- San Diego County saw an increase in occupancy again last week to 70.7%, a result of the market selling about 316,000 hotel room nights.
- Among the top 25 markets in the U.S., San Diego occupancy was third-highest, just below Nashville and Denver, which were both at 71% due to strength in group performance. San Diego again outperformed the western region comp set.
- San Diego chain scale properties had an increase in group occupancy to 20% , supported by the US Green Building Council at the convention center. That was second highest in comp set behind Phoenix at 24%, as they head into cooler months. San Francisco is still posting the low at 6.8%.

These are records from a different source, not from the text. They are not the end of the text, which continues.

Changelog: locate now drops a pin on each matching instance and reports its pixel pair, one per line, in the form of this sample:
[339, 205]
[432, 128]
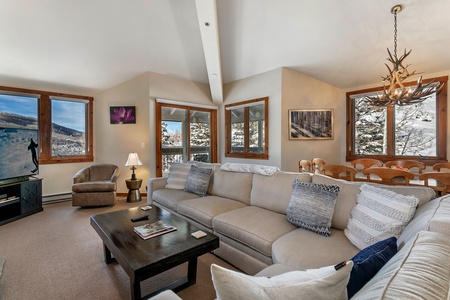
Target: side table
[134, 195]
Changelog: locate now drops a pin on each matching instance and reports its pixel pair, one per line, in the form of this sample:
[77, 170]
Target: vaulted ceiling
[91, 45]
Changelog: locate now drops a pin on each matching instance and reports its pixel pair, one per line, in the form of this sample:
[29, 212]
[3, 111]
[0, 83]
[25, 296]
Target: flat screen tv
[18, 154]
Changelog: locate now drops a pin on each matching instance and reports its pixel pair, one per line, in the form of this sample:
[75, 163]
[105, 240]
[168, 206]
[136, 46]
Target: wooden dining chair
[305, 166]
[442, 167]
[340, 171]
[317, 165]
[442, 179]
[360, 164]
[366, 163]
[409, 165]
[389, 176]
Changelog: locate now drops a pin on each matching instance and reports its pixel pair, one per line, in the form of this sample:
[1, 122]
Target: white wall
[266, 84]
[303, 92]
[113, 142]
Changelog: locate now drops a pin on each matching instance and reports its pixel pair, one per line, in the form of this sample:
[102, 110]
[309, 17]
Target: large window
[64, 122]
[247, 129]
[184, 133]
[397, 132]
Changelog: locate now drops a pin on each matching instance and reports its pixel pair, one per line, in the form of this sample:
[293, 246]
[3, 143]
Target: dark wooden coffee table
[142, 259]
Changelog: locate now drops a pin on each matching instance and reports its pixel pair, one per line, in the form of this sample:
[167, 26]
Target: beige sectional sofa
[248, 212]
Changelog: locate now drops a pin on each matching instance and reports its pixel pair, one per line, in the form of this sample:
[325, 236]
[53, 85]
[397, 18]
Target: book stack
[153, 229]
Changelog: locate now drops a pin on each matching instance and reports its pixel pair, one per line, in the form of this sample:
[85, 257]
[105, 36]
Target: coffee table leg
[192, 271]
[135, 290]
[107, 255]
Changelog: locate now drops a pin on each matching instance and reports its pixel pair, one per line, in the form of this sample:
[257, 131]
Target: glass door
[184, 133]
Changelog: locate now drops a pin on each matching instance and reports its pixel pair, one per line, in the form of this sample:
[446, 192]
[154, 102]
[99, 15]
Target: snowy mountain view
[65, 141]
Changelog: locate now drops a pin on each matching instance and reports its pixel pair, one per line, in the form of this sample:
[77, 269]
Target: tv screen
[18, 153]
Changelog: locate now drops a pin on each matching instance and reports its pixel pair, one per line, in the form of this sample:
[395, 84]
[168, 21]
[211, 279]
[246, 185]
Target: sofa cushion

- San Diego County’s average daily rate increased $3 over the previous week to $173, but fell below Orange County ($179), Los Angeles ($178) and San Francisco ($175) last week, which was rarely seen over the summer.
- The demand was felt around the county with the bump in group and continued strength of weekend leisure business. Most regions averaged from high 80s to 90s on Friday and Saturday nights and 50s to 60s during the week. The weekday pattern is a more gradual slope into the highs of the weekend, compared to the extreme “hockey stick” from last year.
- San Diego’s RevPAR of $122 made it the #3 RevPAR market behind New York at $195 and Boston at $143, and highest in the western region.
- Within the San Diego region, the South/East region had the occupancy high of 79%, as it has since the pandemic began, and the I-15 corridor the low at 59.9%.
- The highest average daily rates were in Downtown, Mission Bay, and La Jolla Coastal, all $200 or above. The La Jolla Coastal RevPAR of $221 was the high in the region, with 76.2% occupancy and a $290 average rate.